THE BOTTOM OF THE SEA A BURIAL-PLACE.
Among the minute shells which have been fished up from the great telegraphic plateau at the bottom of the sea between Newfoundland and Ireland, the microscope has failed to detect a single particle of sand or gravel; and the inference is, that there, if any where, the waters of the sea are at rest. There is not motion enough there to abrade these very delicate organisms, nor current enough to sweep them about and mix them up with a grain of the finest sand, nor the smallest particle of gravel from the loose beds of débris that here and there strew the bottom of the sea. The animalculæ probably do not live or die there.
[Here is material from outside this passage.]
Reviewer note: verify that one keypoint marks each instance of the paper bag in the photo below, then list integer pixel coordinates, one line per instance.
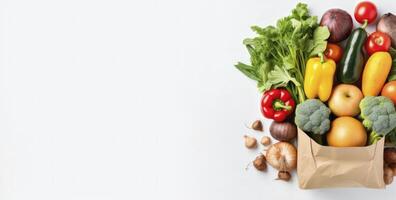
(324, 166)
They would have had no light there; and, if they lived there, their frail textures would be subjected in their growth to a pressure upon them of a column of water 12,000 feet high, equal to the weight of 400 atmospheres. They probably live and sport near the surface, where they can feel the genial influence of both light and heat, and are buried in the lichen caves below after death.
It is now suggested, that henceforward we should view the surface of the sea as a nursery teeming with nascent organisms, and its depths as the cemetery for families of living creatures that outnumber the sands on the sea-shore for multitude.
Where there is a nursery, hard by there will be found also a graveyard,—such is the condition of the animal world. But it never occurred to us before to consider the surface of the sea as one wide nursery, its every ripple as a cradle, and its bottom one vast burial-place.—Lieut. Maury.